Dear Sender, I’m currently on annual leave but acknowledge that I’ve received the email and will respond on my return, week commencing 26th April. Best wishes Aiden From: sehamsick ***@***.***> Sent: 11 April 2022 08:18 To: activityMonitoring/biobankAccelerometerAnalysis ***@***.***> Cc: Subscribed ***@***.***> Subject: [activityMonitoring/biobankAccelerometerAnalysis] Effect of changing epoch periods on activity endpoints (Issue #195) Hello, This post is related to #193<#193> (which closed and fixed). I ran a quick comparison of few subjects using --epochPeriod 60 and the standard settings which corresponds to --epochPeriod 30. I calculated the Spearman's ranked correlations of all computed activity endpoints across the subjects (n = 20) to see if changing the epoch periods would have any effect on the computed activity endpoints. I experienced some unexpected behavior: While most of the endpoints correlate very well, there is a considerable amount of features with poor correlation. Additionally, I observed very large fluctuations in individual cases. For example: "sedentary-hourOfWeekend-19-avg" would be estimated 0 using --epochPeriod 30 and 1 using --epochPeriod 60 in one of the subjects. My guess is that this observation can be explained by the fact that the models estimating the activity endpoints are trained on 30s epochs? Does anyone have more information regarding this? Thanks! — Reply to this email directly, view it on GitHub<#195>, or unsubscribe<https://github.com/notifications/unsubscribe-auth/AB77JTWJBL3KXSYX7DJWSM3VEPG2HANCNFSM5TCHGPLQ>. You are receiving this because you are subscribed to this thread.Message ID: ***@***.***>

Answer 2 · 2022-04-11T11:27:01.000Z

Hi @sehamsick

You're right that the model is trained on 30s epochs, so it might be less reliable when applied to 60s epochs. I think that's something we need to sort out in the future @aidendoherty We could disentangle the activity prediction pipeline, which should always use 30s (or whatever epoch was trained on), from the rest of the pipeline.

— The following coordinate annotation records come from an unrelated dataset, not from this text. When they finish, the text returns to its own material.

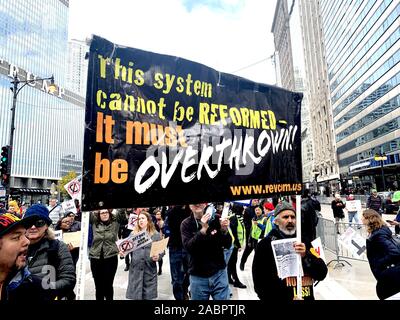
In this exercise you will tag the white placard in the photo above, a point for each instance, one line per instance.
(69, 206)
(317, 245)
(133, 242)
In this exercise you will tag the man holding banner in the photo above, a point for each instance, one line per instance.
(267, 284)
(205, 237)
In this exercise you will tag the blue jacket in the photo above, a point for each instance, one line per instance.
(23, 286)
(382, 251)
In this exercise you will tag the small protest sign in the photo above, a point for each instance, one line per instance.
(158, 247)
(69, 206)
(73, 238)
(133, 242)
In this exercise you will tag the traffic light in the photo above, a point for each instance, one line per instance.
(4, 159)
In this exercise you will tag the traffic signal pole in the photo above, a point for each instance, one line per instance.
(14, 88)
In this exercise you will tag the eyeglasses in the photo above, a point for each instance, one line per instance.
(39, 223)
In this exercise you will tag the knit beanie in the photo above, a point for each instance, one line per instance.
(283, 206)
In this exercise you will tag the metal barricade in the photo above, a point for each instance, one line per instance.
(351, 242)
(343, 245)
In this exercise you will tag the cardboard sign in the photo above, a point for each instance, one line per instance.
(69, 205)
(158, 247)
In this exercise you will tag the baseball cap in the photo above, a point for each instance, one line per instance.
(8, 221)
(283, 206)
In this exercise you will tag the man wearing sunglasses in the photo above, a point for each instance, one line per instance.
(49, 258)
(16, 282)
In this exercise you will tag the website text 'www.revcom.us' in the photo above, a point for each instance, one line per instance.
(267, 188)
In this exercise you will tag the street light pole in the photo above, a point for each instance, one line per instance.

Can you share which features you found to have very poor correlations? I think most of the features should more or less be stable wrt epoch size.

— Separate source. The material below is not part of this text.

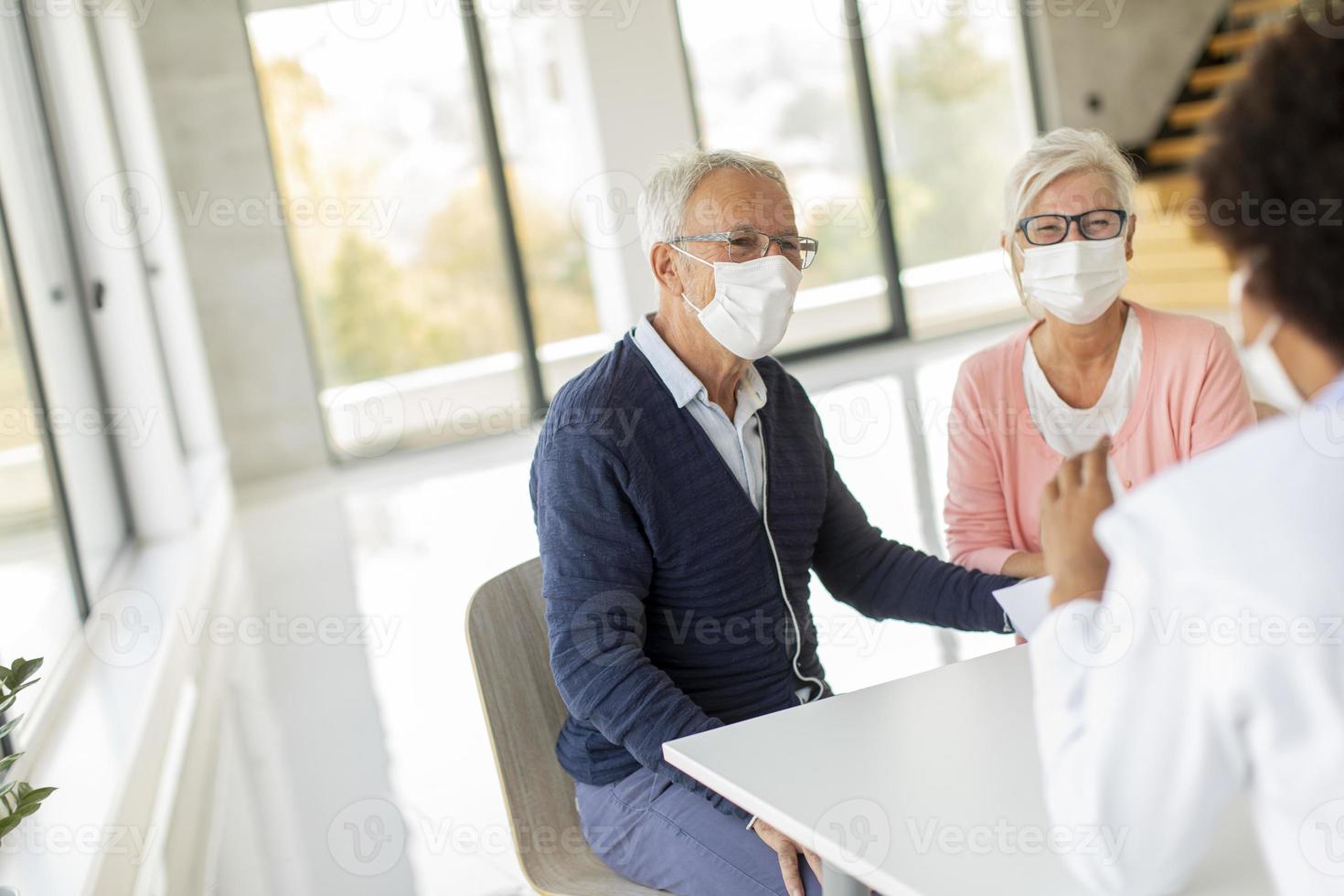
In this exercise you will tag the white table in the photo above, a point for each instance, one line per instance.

Answer 3 · 2022-04-11T12:00:32.000Z

Hi @chanshing

Thanks for the reply! If this is the case, I would agree to disentangle it from the activity prediction pipeline or to include a warning (code or documentation) if a user deviates from the standard (trained) epoch definition.

I didn't see a pattern (e.g. only sleep would be affected), but I also did not spend a lot of time in the analysis. Additionally, I was more concerned about individual outliers than small random shifts in the data. However here's some additional information:

The definition of "poor" correlation is often subjective and depending on the quesiton, so here you see the distribution of Spearman's ranked correlations across the features:

And here's a list of top 20 lowest correlated features (ranging from ~0.5 - 0.7)

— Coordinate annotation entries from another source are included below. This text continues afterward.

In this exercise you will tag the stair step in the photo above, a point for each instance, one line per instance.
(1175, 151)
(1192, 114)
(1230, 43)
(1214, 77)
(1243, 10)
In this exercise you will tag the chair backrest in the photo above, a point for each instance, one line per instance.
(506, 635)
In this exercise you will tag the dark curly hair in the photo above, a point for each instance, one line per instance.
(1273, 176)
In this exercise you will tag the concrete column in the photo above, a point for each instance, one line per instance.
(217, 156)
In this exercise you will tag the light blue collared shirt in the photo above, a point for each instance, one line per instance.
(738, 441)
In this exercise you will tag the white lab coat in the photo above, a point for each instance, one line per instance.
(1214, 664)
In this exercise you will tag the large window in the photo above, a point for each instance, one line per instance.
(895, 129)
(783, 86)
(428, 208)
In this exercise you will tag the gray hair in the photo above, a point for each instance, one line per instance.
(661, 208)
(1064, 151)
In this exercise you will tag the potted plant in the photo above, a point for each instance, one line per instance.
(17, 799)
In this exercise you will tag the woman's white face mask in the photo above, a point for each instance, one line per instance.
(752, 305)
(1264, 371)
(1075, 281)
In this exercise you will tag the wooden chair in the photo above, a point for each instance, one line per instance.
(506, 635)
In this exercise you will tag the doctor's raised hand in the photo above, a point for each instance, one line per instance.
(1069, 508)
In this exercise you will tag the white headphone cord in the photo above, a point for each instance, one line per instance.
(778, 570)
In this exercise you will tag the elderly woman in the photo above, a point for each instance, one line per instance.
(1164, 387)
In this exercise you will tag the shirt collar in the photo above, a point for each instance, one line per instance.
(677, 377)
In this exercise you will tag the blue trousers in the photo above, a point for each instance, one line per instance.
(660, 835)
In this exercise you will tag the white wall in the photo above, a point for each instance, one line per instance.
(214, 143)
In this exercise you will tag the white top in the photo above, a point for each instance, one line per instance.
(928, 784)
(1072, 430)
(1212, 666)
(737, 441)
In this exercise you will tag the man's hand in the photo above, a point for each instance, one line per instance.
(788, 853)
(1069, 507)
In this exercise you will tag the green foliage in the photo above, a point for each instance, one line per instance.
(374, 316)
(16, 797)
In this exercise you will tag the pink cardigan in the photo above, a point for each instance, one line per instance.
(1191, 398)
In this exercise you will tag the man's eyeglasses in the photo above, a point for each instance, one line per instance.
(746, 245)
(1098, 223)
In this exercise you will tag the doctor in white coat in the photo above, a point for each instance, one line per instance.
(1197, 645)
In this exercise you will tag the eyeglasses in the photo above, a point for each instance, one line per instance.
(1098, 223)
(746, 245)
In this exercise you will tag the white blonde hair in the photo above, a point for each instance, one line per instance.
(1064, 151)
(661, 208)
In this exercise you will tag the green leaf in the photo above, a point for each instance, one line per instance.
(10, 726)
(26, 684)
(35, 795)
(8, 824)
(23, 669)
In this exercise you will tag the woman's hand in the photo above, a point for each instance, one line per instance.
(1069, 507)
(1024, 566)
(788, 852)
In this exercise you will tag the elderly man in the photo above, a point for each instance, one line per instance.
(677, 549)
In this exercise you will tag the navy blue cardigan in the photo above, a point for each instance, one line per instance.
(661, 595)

['sleep-hourOfWeekday-10-avg', 'sedentary-hourOfDay-20-avg', 'light-hourOfDay-20-avg', 'sedentary-hourOfWeekend-20-avg', 'sedentary-hourOfWeekday-20-avg', 'cutPointVPA-hourOfWeekday-14-avg', 'moderate-vigorous-hourOfWeekend-20-avg', 'moderate-vigorous-hourOfWeekend-11-avg', 'sleep-hourOfWeekend-20-avg', 'light-hourOfWeekday-20-avg', 'sleep-hourOfDay-10-avg', 'sedentary-hourOfWeekend-19-avg', 'moderate-vigorous-hourOfWeekend-9-avg', 'sleep-fri-avg', 'cutPointVPA-hourOfWeekday-17-avg', 'cutPointVPA-hourOfDay-16-avg', 'MET-hourOfDay-20-avg', 'sedentary-hourOfWeekend-10-avg', 'sedentary-hourOfDay-10-avg', 'MET-hourOfWeekday-20-avg']

Answer 4 · 2022-04-12T00:24:52.000Z

Thank you for sharing this @sehamsick
It's hard to tell what's going on, but I think since we're looking at 500+ variables we're bound to find some low correlation variables. For now I think your best option is to stick to 30s epoch, and postprocess the TimeSeries.csv file to rederive the statistics that you want with 1min epochs (for example, by averaging consecutive 30s epochs).